Utah to Ban Conversion Therapy for LGBT Youth

The Church of Latter-Day Saints agrees to the ban.

Posted Nov 30, 2019

After considerable back-and-forth with the Church of Latter-Day Saints, the governor of Utah has announced a rule that would ban conversion therapy for LGBT youth. The rule will be published December 15 and likely go into effect by the end of January. It has been endorsed by the Church of Latter-Day Saints, which has significant political influence in the state. 

Conversion therapy historically referred to attempts to make non-heterosexual people heterosexual. The practice has been widely discredited by major medical organizations including The American Medical Association, The American Psychiatric Association, and The American Academy of Child & Adolescent Psychiatry. A study last year provided the first concrete evidence that conversion therapy for sexual orientation is associated with suicide attempts.

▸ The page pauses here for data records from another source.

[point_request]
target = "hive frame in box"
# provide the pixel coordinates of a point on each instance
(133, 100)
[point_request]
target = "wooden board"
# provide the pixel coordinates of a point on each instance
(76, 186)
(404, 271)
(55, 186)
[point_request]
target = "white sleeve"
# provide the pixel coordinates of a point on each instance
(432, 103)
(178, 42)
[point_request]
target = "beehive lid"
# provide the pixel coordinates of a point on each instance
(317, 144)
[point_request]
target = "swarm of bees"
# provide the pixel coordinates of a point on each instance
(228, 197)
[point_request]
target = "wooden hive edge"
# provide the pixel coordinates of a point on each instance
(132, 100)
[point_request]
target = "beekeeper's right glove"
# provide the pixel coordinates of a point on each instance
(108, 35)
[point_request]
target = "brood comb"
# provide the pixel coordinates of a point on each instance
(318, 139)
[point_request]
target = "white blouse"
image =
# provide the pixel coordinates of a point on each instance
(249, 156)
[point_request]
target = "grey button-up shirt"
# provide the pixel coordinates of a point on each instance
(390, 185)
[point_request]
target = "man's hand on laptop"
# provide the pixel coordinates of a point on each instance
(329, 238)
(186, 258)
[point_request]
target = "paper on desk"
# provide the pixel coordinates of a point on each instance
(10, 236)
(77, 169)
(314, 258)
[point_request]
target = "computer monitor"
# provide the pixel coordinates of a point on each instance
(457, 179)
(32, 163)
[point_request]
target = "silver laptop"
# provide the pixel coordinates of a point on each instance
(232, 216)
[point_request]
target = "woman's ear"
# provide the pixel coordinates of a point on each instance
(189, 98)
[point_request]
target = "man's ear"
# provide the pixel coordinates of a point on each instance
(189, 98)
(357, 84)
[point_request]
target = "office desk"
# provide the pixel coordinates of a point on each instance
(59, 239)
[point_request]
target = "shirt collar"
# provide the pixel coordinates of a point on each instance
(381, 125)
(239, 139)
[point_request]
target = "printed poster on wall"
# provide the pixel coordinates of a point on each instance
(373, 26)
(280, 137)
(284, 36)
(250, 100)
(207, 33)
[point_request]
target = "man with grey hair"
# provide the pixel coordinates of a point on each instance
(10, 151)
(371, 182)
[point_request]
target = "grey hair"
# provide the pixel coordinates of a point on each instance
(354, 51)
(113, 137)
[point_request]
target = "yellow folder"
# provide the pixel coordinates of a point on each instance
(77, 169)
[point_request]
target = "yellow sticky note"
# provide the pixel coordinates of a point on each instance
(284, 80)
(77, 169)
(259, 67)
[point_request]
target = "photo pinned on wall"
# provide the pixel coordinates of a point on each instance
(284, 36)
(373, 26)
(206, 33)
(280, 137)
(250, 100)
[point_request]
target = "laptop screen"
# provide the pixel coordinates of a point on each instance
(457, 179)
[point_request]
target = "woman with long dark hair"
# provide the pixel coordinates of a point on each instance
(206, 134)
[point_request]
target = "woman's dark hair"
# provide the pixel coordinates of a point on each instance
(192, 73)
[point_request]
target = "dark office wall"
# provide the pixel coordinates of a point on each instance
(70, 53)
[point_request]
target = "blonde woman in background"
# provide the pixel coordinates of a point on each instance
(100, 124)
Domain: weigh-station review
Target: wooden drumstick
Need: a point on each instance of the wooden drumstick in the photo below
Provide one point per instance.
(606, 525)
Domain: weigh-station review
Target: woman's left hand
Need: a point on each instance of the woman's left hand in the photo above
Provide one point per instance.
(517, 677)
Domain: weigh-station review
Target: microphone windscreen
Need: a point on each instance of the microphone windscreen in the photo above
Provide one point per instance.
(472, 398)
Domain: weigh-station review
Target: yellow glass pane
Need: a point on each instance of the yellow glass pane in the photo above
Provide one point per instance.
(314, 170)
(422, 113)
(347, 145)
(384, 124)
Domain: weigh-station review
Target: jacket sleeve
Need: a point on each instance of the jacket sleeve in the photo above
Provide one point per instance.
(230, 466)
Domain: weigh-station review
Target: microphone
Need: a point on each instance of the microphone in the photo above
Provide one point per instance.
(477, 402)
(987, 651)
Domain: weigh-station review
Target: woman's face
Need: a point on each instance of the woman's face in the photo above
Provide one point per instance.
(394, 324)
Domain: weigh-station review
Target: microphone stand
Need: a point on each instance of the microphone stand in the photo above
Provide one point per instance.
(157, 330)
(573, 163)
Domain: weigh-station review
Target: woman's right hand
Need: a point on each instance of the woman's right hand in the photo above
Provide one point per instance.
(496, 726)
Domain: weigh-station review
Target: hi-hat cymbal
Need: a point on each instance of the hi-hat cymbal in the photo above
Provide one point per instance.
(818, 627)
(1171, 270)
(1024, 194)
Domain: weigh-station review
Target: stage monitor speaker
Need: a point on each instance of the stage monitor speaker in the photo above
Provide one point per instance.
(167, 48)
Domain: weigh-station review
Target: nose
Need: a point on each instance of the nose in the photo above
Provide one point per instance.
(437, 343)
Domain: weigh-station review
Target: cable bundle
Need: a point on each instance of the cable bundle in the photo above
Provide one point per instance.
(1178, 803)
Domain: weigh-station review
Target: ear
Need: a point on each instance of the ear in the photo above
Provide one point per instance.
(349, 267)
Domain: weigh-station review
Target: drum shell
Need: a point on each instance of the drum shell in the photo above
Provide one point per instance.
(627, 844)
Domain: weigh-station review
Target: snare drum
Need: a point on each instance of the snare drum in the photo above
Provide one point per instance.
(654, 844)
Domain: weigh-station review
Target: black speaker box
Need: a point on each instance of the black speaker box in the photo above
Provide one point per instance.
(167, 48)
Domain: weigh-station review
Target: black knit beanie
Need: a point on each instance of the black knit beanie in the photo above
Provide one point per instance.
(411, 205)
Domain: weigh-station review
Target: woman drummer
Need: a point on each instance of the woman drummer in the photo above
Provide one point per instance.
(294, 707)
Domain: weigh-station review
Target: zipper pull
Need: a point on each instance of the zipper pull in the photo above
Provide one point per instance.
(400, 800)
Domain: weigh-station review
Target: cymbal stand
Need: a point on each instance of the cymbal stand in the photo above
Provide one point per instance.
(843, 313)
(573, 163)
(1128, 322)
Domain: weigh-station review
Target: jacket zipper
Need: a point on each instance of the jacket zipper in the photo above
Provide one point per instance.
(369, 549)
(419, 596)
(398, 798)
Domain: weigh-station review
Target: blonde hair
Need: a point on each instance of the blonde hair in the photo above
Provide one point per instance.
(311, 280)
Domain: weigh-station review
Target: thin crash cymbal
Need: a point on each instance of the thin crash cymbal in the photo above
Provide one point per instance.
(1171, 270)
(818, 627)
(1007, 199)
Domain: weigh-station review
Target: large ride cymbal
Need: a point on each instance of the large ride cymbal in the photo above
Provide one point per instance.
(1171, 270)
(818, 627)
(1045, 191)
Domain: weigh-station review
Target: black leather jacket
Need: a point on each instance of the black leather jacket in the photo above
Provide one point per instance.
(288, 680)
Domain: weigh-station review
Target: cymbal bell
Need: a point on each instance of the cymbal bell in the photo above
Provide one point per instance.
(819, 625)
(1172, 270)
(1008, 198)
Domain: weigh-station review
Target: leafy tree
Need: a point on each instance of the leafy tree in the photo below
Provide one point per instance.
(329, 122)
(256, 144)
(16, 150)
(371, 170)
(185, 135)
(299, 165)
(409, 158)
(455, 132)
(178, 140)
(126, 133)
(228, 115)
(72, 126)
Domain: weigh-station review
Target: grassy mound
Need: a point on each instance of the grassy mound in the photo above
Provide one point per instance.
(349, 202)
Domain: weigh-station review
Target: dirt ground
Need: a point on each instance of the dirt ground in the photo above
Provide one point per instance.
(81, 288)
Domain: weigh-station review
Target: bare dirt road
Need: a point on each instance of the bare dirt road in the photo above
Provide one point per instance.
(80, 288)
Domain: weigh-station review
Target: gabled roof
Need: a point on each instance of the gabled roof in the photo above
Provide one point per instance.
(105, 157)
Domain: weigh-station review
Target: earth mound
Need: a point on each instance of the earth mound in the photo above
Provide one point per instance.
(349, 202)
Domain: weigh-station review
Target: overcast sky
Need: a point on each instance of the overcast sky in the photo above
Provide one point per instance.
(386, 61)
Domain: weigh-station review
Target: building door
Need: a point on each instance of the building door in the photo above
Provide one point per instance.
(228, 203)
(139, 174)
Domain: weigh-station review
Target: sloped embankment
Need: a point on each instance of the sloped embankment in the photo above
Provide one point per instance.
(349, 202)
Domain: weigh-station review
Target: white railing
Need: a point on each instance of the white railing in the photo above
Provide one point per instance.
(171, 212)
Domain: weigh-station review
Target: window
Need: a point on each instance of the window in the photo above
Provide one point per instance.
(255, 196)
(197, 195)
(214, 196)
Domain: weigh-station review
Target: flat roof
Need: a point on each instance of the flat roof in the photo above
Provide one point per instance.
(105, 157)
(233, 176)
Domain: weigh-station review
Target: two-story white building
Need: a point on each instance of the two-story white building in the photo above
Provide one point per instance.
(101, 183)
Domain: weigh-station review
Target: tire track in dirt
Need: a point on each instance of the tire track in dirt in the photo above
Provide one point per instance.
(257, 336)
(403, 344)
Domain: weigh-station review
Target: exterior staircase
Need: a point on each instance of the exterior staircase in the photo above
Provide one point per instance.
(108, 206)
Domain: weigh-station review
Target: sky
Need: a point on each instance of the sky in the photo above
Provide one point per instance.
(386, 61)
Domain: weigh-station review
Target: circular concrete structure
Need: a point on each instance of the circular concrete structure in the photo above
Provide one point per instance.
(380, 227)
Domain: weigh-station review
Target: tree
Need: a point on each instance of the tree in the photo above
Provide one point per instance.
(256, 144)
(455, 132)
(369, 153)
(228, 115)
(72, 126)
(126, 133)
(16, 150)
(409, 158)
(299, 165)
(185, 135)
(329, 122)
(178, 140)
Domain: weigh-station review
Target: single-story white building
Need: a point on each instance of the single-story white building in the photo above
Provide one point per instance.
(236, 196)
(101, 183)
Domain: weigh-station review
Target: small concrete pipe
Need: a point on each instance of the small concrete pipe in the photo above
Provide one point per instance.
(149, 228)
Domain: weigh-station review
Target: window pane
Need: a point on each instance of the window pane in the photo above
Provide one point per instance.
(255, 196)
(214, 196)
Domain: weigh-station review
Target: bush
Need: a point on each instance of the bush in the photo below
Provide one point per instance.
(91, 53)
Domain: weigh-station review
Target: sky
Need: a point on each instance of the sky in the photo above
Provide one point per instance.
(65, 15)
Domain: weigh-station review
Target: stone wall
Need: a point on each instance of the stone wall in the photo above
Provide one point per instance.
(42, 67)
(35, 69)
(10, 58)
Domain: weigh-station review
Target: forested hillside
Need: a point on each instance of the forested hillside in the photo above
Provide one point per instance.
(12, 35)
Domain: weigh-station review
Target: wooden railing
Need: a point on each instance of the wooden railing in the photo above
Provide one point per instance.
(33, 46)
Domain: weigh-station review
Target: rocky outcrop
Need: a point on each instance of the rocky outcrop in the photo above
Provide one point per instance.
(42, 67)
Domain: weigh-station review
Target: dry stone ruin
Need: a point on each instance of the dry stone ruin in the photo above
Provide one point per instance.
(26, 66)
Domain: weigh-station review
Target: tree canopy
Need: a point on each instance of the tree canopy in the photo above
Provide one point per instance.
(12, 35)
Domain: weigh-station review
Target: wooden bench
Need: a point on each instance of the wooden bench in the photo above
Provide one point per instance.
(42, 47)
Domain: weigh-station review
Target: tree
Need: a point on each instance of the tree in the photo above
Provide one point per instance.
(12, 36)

More recently, conversion therapy has also referred to attempts to make transgender people cisgender. This is often referred to as gender identity conversion therapy. It has also been labeled unethical by organizations like The American Academy of Child & Adolescent Psychiatry. Research from our group at Harvard Medical School and The Fenway Institute have shown that gender identity conversion therapy is widespread, with approximately 200,000 transgender people in the U.S. being exposed. It is also associated with suicide attempts

The rule will make Utah the 19th state to ban conversion therapy. It comes during a contentious political period, as state legislators in several states have introduced legislation that would make gender-affirming care for transgender youth illegal. 

In the past, physicians believed conversion therapy for gender identity to be a legitimate approach for transgender youth, with the publication of manuals such as "Gender Identity Disorder in Boys: A Parent- and Peer-Based Treatment Protocol," produced in 2012 by a team at Columbia University. Such manuals recommend a range of behavioral interventions that work to push a child toward being cisgender and following traditional gender norms. They include keeping boys away from typically feminine activities like gymnastics, scheduling more play dates with other males, and encouraging the “letting go” of the boy by the mother. The hope was that early treatment would “diminish the risk of a continuation of gender identity disorder into adulthood” — in other words, make children stop being transgender. 

As evidence has emerged that such approaches are associated with poor mental health outcomes, physicians have moved toward affirmative approaches that include allowing young people to express their gender identity in any way that feels natural for them. For a minority of these youth, medical interventions may be offered in line with protocols from The Endocrine Society. Notably, these interventions are not offered for children who have not yet reached puberty. The interventions progress in a careful step-wise fashion from most to least reversible. Genital surgery is reserved for adulthood.

Professional organizations including The American Academy of Pediatrics and The American Academy of Child & Adolescent Psychiatry have noted that these protocols from The Endocrine Society and The World Professional Association for Transgender Health represent the most appropriate approach for transgender youth, highlighting that attempts to make transgender youth cisgender are unethical and dangerous. They note, however, that not all transgender youth will necessarily desire medical intervention. The American Academy of Child & Adolescent Psychiatry released a statement condemning any legislation that would make such medical care illegal.